The problem is that it can be dreadfully difficult to spot when a rabbit is actually asleep, particularly if they have their eyes open at the same time.
So, how do you tell when rabbits are sleeping? The trick is to look at their breathing patterns. Just like you and I, when a rabbit sleeps, its breathing is going to slow down.
It may be a bit deeper. In some bunnies, you may even notice that they start to snore a little bit. Although, you may need to get up close to your rabbit to notice this. It can be tough to see when rabbits are breathing at the best of times.
A sleepy rabbit will also look a little bit more relaxed. When they are sleeping, they are going to be more sprawled out. Their eyes are going to rest on their head too (i.e. they are not going to be sticking straight up).
When a bunny is sleeping you will also likely notice that its nose and feet stop twitching. They look incredibly tranquil!
Remember; it won’t take much to actually wake up a sleeping rabbit, and if there are constant disturbances, then it may leave them on edge. If you are raising a rabbit in your home, then you may want to provide a quiet place where they can rest.
This means being out of the way of other pets and family members.

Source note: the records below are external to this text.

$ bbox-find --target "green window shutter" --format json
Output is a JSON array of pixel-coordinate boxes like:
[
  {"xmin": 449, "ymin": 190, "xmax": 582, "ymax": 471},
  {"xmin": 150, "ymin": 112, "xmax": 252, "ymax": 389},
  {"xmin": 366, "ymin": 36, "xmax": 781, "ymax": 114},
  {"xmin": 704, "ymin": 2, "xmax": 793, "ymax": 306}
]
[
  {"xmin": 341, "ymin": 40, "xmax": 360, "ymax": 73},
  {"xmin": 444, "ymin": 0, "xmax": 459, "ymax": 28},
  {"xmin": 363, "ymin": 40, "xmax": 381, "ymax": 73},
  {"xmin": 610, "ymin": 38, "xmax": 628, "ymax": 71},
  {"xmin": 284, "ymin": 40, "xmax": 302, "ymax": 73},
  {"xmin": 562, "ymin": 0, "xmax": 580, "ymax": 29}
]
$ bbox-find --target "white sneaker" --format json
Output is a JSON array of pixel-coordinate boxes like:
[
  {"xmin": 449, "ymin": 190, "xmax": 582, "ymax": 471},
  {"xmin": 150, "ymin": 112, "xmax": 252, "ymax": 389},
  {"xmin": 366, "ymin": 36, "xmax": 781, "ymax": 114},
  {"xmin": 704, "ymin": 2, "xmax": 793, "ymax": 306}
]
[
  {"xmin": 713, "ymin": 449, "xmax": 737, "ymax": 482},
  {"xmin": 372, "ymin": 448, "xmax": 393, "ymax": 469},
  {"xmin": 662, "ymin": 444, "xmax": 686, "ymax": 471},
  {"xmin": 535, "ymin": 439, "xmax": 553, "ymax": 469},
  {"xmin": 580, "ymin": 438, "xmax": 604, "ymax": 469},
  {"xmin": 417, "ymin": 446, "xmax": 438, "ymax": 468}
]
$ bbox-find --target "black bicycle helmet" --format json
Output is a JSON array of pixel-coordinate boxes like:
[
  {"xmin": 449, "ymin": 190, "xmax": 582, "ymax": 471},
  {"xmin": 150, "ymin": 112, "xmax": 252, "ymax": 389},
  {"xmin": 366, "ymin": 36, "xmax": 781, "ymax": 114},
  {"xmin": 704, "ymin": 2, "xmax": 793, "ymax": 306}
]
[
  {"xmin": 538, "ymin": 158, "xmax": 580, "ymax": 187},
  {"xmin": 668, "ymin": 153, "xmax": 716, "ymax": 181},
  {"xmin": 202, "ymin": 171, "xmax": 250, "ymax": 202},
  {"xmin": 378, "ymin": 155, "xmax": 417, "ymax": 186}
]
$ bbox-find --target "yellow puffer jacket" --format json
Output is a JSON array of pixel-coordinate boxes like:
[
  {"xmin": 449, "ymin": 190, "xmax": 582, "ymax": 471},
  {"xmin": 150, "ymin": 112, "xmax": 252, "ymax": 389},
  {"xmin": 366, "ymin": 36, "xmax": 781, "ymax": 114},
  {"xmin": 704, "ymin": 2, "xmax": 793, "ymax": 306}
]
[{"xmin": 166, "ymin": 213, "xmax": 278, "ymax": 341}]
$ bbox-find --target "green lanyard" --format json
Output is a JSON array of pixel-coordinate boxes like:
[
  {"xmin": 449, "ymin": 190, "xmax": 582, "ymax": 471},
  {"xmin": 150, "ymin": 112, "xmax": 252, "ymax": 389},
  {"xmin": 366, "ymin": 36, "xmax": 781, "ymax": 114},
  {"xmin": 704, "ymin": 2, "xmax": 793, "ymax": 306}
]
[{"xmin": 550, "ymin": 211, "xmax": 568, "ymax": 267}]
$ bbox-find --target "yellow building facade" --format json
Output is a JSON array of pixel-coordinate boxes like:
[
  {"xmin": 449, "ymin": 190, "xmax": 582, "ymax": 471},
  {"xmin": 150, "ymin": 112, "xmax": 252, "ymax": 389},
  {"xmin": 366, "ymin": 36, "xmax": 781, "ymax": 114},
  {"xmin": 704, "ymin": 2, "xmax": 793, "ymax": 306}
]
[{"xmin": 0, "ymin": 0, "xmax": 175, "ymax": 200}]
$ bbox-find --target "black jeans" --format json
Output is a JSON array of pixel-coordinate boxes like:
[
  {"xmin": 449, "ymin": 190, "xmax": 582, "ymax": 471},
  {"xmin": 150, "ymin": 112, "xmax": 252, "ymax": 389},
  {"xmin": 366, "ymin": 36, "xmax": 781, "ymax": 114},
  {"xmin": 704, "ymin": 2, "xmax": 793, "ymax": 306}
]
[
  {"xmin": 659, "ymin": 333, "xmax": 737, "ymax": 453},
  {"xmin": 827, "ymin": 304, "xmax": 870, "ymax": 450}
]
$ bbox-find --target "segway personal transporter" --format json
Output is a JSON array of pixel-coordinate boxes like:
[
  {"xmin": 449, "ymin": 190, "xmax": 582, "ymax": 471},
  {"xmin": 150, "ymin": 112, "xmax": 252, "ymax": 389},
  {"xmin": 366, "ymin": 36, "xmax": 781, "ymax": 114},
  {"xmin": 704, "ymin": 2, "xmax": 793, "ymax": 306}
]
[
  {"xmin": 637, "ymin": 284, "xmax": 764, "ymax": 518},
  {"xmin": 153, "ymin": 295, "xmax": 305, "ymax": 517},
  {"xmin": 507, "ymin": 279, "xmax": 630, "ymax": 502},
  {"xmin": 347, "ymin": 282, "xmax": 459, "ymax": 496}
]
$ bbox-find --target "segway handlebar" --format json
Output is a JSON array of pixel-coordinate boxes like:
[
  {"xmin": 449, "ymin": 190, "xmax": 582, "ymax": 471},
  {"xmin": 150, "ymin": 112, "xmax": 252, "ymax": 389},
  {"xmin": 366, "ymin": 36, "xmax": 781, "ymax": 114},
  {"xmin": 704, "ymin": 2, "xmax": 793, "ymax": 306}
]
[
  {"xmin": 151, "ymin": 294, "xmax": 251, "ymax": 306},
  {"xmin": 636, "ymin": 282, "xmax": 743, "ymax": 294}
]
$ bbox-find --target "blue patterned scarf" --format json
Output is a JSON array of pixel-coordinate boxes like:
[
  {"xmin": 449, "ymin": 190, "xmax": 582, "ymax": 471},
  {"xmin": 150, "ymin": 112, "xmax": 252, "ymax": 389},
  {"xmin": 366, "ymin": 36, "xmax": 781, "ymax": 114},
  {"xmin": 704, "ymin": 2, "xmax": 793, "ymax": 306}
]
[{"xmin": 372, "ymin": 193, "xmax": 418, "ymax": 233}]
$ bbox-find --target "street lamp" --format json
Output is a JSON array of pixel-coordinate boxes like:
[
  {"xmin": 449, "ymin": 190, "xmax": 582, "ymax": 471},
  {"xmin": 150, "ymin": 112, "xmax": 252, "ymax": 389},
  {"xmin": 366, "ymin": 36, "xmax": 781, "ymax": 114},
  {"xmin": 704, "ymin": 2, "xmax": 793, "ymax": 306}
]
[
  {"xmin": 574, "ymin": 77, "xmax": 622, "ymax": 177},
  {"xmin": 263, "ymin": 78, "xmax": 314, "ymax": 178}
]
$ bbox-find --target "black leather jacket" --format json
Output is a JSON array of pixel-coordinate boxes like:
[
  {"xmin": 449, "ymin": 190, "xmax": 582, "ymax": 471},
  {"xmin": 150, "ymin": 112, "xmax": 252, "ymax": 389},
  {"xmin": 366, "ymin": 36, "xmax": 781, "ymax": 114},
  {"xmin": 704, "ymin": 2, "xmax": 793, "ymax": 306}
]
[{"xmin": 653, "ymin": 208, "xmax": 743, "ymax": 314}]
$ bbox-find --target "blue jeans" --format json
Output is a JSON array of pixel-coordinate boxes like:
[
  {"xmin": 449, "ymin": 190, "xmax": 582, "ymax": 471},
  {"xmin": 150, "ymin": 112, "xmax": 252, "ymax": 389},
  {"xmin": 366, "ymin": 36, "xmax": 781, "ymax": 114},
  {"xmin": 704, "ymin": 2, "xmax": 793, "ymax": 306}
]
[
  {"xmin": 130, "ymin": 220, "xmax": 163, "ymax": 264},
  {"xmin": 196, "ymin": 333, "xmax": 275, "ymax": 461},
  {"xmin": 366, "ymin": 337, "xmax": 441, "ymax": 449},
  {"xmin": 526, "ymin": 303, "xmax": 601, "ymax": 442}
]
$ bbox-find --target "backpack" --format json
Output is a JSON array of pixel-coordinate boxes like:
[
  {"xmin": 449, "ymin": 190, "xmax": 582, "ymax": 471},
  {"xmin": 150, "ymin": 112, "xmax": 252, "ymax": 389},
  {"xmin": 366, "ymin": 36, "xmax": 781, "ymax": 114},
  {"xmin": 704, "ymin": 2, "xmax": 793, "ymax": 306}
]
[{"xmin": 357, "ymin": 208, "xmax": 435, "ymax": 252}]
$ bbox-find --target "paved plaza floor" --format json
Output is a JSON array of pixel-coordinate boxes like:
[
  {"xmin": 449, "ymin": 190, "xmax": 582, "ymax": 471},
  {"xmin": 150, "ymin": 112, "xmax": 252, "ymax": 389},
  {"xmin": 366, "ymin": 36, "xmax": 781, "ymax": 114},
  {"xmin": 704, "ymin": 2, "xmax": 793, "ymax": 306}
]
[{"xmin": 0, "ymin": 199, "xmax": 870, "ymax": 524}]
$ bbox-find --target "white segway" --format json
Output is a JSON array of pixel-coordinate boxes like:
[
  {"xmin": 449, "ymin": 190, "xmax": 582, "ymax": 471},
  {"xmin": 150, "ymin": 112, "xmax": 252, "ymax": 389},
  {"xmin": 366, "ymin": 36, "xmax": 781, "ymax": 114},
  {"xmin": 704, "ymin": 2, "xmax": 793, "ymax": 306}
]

When Does Rabbit Sleep? Are They Nocturnal?
A common misconception is that rabbits are nocturnal creatures. While you may find that your bunny is a bit more active during the evening hours, this is not always going to be the case.
Rabbits are most active when it is a little bit darker outside (this is to help protect them from predators), but this does not mean that the rabbit is going to be running around throughout the day either.
Because rabbits are not nocturnal (they are what is known as ‘crepuscular‘) they are going to be most active during the latter part of the evening, and early in the morning. This means that rabbits will sleep during the rest of the day.
So, there you have it. Pretty much everything that you need to know about a rabbit and sleeping. One final point to mention, though.
If you believe that your rabbit sleeping habits are not normal (i.e. they seem to be sleeping too little or too much), then this could indicate a serious health issue. In that case, we believe that you should take the rabbit to the vet as soon as possible.
This will ensure that your rabbit can be treated for whatever ails them.